A large collection of prominent geneticists has published a group letter to the New York Times Book Review endorsing a negative review of Nicholas Wade’s “A Troublesome Inheritance: Genes, Race, and Human History.” They speak of “Wade’s misappropriation of research from our field…” The list of signers includes an impressive group of geneticists and others, claiming special expertise in their field. This deserves some thoughtful evaluation.
The last half century of population genetics has been more or less dominated by neutralism, a model of genetic change that postulated, in its strong and common form, that population differences are a passive reflection of histories of gene flow and genetic drift. In human genetics, especially, selection has been of little interest. The idea of group differences being products of natural selection is abhorrent to many. The reaction to recent models of selection in humans recalls a common quotation whose origin is murky but is often attributed to a Victorian lady, reacting to news of Darwin’s theory of evolution by natural selection: “My dear, I trust that it is not true; but if it is, let us pray that it may not become widely known.”
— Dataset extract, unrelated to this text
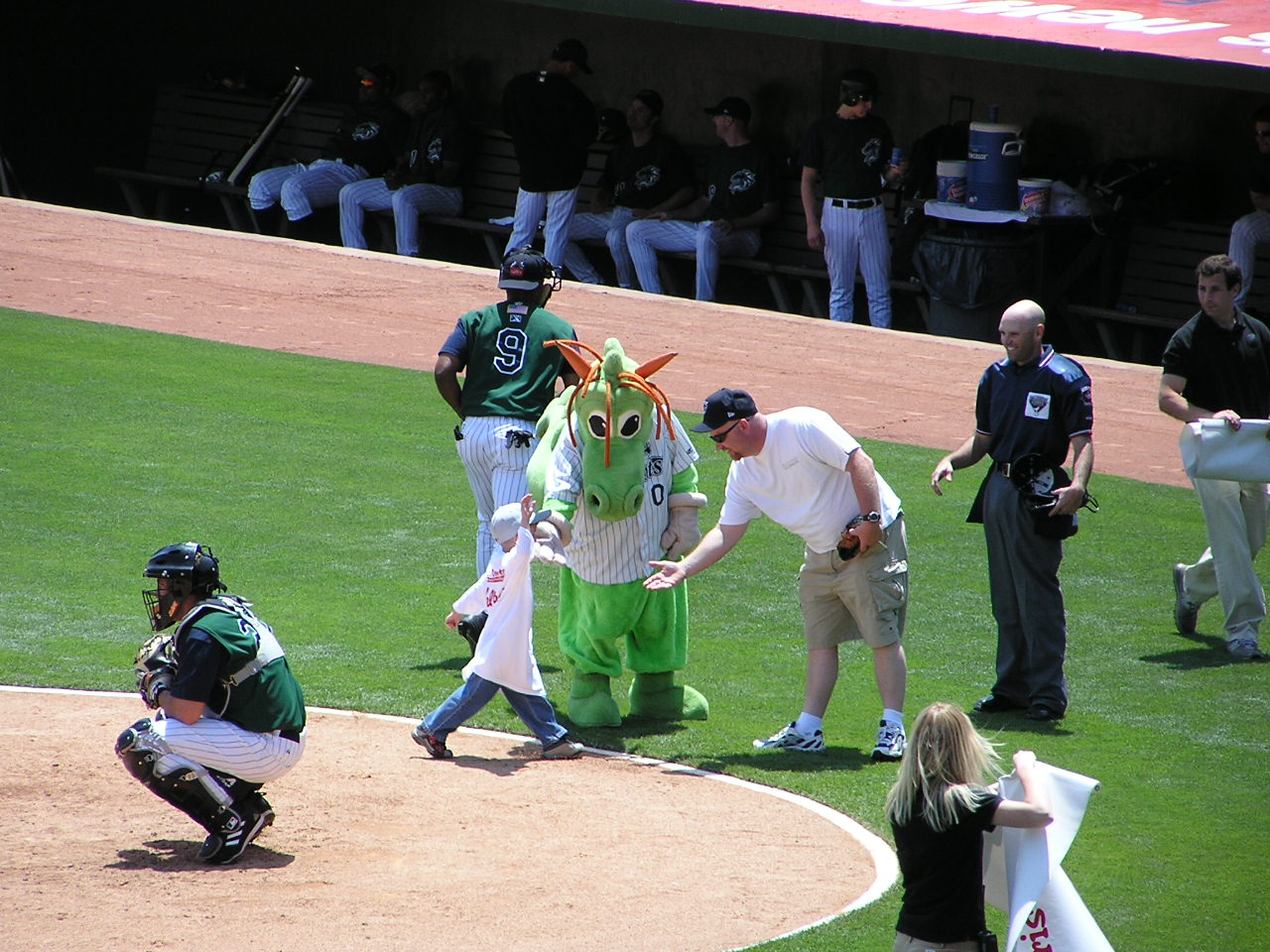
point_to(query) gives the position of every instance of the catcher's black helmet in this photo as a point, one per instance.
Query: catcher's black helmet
(190, 570)
(526, 270)
(857, 84)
The authors and signatories of the letter number 144. Surely they must speak with authority on this matter of Wade’s incorrect thought about their field? In the last few years evolution by natural selection has been appearing in the literature in various ways. There is a sea change coming in evolutionary biology. My immediate associations are with Brian Charlesworth, Francisco Ayala, Michael Lynch, Russell Lande, Michael Rose, Steven Frank, H. Allen Orr, Peter Visscher, Nick Barton, and Bernard Crespi come to mind. I am no expert in this domain, and I mean no slight to folks who didn’t immediately jump into my head, in particular the lot who write about evolutionary medicine. Interesting that none of these are signatories of the letter. H. Allen Orr in particular is curiously absent since he wrote the only sensible negative review of Wade’s book I have seen.
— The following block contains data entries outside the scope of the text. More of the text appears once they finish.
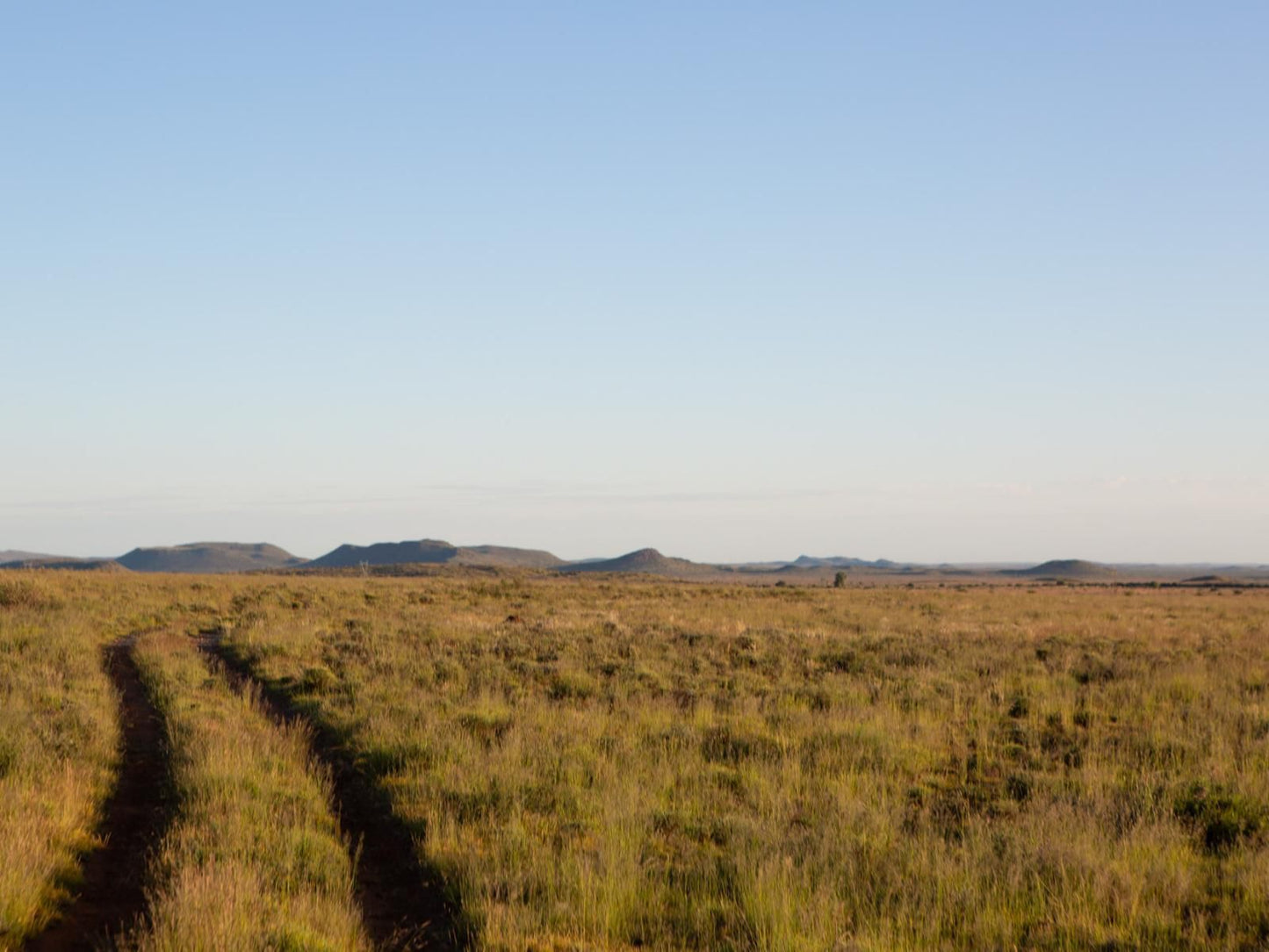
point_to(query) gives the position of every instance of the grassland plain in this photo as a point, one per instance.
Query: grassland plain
(57, 746)
(256, 860)
(616, 764)
(601, 763)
There may be an interesting background to this inquisition. I suggest starting with a reread of Geoffrey Miller’s editorial in the Economist in 2009. He discusses the hype and high hopes of medical breakthroughs from the Human Genome project, the collapse of that hope (continuing since the 2009 article) and the rich harvest of knowledge of human history and human evolution that the project has produced. Some of this harvest is unwelcome, especially because it led to the resurgence of the study of evolution by natural selection. Does this new direction threaten the revenue stream from agencies like the Wellcome trust and NIH? I remember a conversation with a colleague several years ago about something I had written. “Of course you are right,” he said, “but you know you are peeing in the swimming pool.”
I am especially curious about how Gregory Clark has managed to escape the wrath of the righteous guardians of “our field.” His brilliant economic history of the UK from medieval times up to 1800 is the most inflammatory book I have read in years. He proposes that Darwinian natural selection essentially bred a new version of humans, a version adapted to a stable society with courts and contracts, low time preference, aversion to violence, and middle class values. I have spent some time around economists and I hear none of them whining about Clark’s book, calling him a racist, and all the stuff a geneticist would get. How does he do it?